C’est ainsi que selon l’expertise de l’ARSE la méthodologie tarifaire adoptée, basée sur les coûts marginaux, se caractérise par :

–           la définition d’une période tarifaire 2018 – 2022 soit cinq années, en deux phases d’ajustement, durant lesquelles les tarifs resteront inchangés sauf circonstances exceptionnelles ;

–           l’introduction d’un tarif social réduit de 33% réservé aux seuls usagers consommant au plus 50 kWh par mois ; Cette mesure touche près de 100 000 clients soit 31% des abonnés ;

–           l’introduction de tarifs dits à blocs croissants avec des tranches de consommation à prix différencié et une nouvelle segmentation de la clientèle ;

–           le rééquilibrage de la répartition des coûts fixes et coûts variables et l’adéquation des tarifs au niveau de tension MT et BT ; pour une meilleure l’attractivité économique du Niger et l’incitation à l’économie de l’énergie ;

–           une simplification et clarification de la structure avec la suppression de certaines catégories de tarifs en Basse Tension et en Moyenne Tension et la fusion de la Haute Tension et la Moyenne Tension ;

–           des tarifs plus appropriés pour les Aménagements hydro-agricoles et l’Eclairage public pour la sécurité de la population.

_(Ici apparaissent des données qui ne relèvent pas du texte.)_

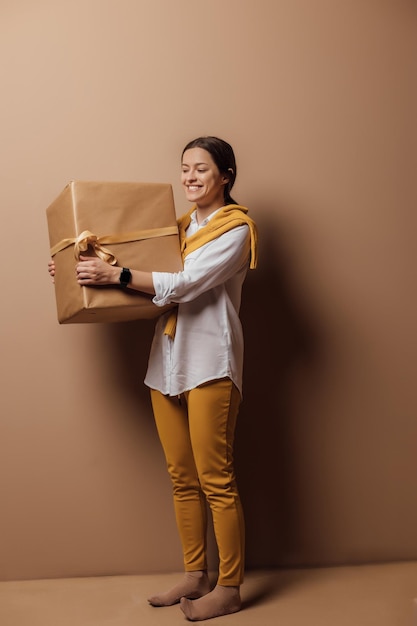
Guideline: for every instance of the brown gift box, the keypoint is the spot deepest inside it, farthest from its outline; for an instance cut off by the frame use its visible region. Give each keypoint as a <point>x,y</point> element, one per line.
<point>136,222</point>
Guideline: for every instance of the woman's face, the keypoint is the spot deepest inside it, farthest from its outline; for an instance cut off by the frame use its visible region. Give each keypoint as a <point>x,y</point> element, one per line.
<point>203,183</point>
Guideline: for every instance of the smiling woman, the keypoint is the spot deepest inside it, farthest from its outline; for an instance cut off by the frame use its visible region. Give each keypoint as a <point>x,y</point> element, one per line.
<point>195,372</point>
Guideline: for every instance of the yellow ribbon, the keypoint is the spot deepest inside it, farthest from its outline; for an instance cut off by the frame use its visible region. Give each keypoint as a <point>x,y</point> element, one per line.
<point>87,238</point>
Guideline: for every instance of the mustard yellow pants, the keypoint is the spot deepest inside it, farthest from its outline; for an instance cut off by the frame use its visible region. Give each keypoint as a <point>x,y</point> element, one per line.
<point>197,433</point>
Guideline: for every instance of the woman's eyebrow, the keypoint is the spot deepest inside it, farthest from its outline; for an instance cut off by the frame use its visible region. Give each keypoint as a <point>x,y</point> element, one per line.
<point>196,164</point>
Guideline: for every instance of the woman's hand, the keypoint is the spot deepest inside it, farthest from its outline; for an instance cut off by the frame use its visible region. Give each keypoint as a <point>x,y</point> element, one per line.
<point>51,269</point>
<point>94,271</point>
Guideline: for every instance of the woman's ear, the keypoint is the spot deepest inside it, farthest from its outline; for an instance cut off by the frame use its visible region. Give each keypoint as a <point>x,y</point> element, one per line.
<point>226,179</point>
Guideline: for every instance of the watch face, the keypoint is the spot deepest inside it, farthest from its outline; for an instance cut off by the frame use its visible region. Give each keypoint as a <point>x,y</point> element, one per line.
<point>125,277</point>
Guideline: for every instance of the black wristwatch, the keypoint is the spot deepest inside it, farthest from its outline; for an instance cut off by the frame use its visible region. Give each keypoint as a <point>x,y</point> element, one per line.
<point>125,277</point>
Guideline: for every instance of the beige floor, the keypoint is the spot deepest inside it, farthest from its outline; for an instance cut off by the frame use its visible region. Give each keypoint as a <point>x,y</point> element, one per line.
<point>380,595</point>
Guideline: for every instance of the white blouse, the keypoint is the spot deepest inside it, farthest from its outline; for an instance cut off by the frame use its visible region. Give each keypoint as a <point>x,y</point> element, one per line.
<point>208,342</point>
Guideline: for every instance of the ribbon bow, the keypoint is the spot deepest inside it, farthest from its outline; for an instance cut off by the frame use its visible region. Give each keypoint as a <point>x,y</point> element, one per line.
<point>87,238</point>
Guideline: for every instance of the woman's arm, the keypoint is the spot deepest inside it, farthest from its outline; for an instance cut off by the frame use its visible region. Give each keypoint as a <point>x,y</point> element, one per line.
<point>93,271</point>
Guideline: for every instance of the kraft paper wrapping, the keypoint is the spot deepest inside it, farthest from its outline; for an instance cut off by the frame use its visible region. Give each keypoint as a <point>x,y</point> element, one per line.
<point>112,211</point>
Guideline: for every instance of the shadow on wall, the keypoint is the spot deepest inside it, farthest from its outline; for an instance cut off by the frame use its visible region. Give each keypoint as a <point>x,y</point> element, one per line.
<point>278,336</point>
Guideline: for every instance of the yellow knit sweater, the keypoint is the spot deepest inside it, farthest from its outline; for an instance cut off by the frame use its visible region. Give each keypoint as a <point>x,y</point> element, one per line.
<point>225,219</point>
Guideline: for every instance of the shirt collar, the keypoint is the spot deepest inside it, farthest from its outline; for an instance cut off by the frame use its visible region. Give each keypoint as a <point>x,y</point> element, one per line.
<point>205,221</point>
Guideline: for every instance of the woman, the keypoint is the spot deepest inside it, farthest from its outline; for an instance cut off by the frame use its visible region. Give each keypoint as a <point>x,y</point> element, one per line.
<point>195,372</point>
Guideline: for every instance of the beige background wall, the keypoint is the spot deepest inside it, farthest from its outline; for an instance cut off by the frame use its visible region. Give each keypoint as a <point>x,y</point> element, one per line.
<point>317,99</point>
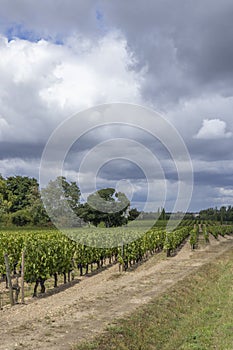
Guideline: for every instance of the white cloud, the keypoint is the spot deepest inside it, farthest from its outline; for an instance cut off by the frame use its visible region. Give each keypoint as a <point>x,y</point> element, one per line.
<point>226,192</point>
<point>43,83</point>
<point>213,129</point>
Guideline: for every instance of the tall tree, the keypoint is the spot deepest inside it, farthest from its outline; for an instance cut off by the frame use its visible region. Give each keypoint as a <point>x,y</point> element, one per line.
<point>105,205</point>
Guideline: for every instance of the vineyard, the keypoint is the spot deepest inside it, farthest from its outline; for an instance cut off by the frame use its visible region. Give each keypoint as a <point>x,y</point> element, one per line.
<point>49,254</point>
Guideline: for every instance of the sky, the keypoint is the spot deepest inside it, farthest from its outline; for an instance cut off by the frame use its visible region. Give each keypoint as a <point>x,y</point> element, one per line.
<point>58,58</point>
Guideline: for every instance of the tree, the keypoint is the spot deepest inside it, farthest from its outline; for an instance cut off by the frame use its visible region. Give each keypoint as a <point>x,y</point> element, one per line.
<point>133,214</point>
<point>18,191</point>
<point>105,205</point>
<point>61,199</point>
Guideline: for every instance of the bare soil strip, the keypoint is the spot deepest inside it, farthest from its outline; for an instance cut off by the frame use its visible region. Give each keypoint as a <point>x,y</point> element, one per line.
<point>84,310</point>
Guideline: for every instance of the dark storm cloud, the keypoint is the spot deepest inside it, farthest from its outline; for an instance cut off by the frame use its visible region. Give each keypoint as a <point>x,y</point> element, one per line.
<point>20,150</point>
<point>187,45</point>
<point>182,50</point>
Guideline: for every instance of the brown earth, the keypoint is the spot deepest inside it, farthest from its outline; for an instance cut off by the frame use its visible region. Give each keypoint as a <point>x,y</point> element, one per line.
<point>84,310</point>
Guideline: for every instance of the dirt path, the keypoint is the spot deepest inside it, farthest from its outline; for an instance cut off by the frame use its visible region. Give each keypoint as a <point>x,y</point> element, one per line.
<point>85,309</point>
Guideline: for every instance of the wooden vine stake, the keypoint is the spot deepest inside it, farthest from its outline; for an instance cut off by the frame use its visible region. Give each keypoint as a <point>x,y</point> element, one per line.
<point>8,275</point>
<point>22,278</point>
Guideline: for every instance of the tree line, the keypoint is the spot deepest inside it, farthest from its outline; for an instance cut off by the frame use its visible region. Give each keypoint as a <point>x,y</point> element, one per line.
<point>22,203</point>
<point>224,214</point>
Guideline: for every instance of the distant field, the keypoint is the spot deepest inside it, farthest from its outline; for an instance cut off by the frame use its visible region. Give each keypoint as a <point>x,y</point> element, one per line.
<point>196,314</point>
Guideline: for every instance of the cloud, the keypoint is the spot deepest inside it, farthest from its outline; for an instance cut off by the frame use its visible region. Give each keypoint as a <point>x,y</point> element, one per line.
<point>43,83</point>
<point>213,129</point>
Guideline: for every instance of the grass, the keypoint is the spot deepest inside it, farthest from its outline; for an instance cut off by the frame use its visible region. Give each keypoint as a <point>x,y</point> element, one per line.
<point>196,314</point>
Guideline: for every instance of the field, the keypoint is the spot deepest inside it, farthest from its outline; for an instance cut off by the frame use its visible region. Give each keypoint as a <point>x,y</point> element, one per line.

L’Autorité de Régulation du Secteur de l’Energie croit savoir qu’au titre de ce décret, les nouveaux tarifs s’appliqueront sur les consommations de janvier 2018 et apparaitront sur les factures à distribuer en février 2018.

A cet effet, la NIGELEC est instruite pour prendre toutes les mesures nécessaires techniques pour adapter son système de facturation et de comptabilité à cette méthodologie tarifaire dans les meilleurs délais.

Ces mesures visent, surtout, à :

–           aider les couches sociales ;

–           susciter l’économie d’énergie par la lutte contre le gaspillage quotidien de l’électricité ;

–           procurer au système électrique les ressources nécessaires aux investissements pour l’atteinte d’un taux d’accès de 60% en 2035.

En substance, avec la nouvelle tarification envisagée qui prendra effet à partir de 2018, les couches les plus défavorisées bénéficieront d’une réduction de 33% qui se traduira de 4712 fcfa à 1490fcfa ; les grands consommateurs auront une augmentation de 8%. Il est question de la culture de l’économie de l’énergie dans la nouvelle vision de l’ARSE.